China Steel said that in the second quarter, it would only raise prices of steel plates used in vessels, and A36 and SS400 steel plates used in structural applications by NT$300 (US$9.5) per tonne, leaving the rest unchanged.
Rolls of steel stacked inside the China Steel Corp factory in Kaohsiung are pictured on Aug. 26, 2016. The steelmaker yesterday said it would keep domestic steel prices unchanged for deliveries next month, following four consecutive months of price hikes, to comply with changes in international markets and customer needs.
Photo: Tyrone Siu, Reuters
The firm reached the decision after considering several factors, including domestic downstream customers’ actual demand and order-taking schedule, and the steel market’s tepid recovery and confidence toward the economic outlook, it said.
China Steel expects steel demand to pick up after May and believes that potential US interest rate cuts starting from June would be a shot in the arm for the industry, it said.
“Cutting interest rates will promote investment, drive consumption and refresh the economy.
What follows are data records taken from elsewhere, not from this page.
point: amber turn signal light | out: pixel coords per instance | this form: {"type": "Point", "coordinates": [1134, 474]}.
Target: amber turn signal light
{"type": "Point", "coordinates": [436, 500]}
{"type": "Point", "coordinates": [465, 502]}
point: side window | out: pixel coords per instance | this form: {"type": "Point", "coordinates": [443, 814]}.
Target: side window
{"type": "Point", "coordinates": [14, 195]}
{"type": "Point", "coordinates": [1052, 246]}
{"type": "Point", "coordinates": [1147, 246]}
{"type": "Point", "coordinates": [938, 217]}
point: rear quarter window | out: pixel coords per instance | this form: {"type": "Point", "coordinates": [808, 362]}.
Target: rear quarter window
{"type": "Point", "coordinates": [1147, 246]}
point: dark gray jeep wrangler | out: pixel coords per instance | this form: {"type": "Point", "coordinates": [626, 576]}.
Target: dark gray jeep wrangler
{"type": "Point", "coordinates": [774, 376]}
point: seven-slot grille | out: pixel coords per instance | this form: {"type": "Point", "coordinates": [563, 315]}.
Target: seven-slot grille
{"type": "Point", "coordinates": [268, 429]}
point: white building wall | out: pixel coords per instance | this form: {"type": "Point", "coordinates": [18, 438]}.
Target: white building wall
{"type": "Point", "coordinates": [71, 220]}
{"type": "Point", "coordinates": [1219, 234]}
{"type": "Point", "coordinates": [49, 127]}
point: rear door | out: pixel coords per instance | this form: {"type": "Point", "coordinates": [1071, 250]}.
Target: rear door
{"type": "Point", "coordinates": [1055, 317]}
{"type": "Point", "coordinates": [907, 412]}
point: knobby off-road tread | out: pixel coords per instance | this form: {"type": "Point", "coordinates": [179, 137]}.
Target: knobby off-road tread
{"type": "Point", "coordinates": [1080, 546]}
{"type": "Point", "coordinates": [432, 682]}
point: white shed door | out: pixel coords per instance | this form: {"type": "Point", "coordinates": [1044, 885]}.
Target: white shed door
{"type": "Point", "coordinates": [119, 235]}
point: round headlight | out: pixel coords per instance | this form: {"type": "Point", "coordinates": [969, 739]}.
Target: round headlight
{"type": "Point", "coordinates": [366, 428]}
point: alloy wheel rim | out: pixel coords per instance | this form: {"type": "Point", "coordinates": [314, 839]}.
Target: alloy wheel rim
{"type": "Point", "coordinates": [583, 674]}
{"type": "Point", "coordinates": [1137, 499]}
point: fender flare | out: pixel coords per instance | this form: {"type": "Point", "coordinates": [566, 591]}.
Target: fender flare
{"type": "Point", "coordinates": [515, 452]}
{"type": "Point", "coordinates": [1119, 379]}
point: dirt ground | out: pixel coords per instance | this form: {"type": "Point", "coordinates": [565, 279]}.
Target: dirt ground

It will be helpful for the real-estate market, and machinery equipment and vehicle sales, and it will also drive the demand for steel,” China Steel said.
The firm said the overall steel market remains stable in terms of supply-demand dynamics and is expected to show sequential improvement in the coming quarters.
On the other hand, global steel prices are expected to rise in the second quarter following consolidation in the first quarter, China Steel said.
Prices have shown signs of a turnaround, the firm said, citing announcements by US steelmakers Cleveland-Cliffs Inc and Nucor Corp on Thursday last week to raise hot-rolled steel prices by US$28 to US$44 per tonne, along with the 10th consecutive price increase next month for high-carbon hot-rolled steel coils by China’s Baowu Steel Group Ltd ().
China Steel on Monday reported that consolidated revenue in the first two months of this year increased 5.91 percent year-on-year to NT$60.89 billion.
Shipments reached 1.93 million tonnes in the first two months, the company said, adding that it expects 2.7 million to 2.8 million tonnes of shipments in the first quarter and an even higher amount in the second quarter as the industry enters a peak season.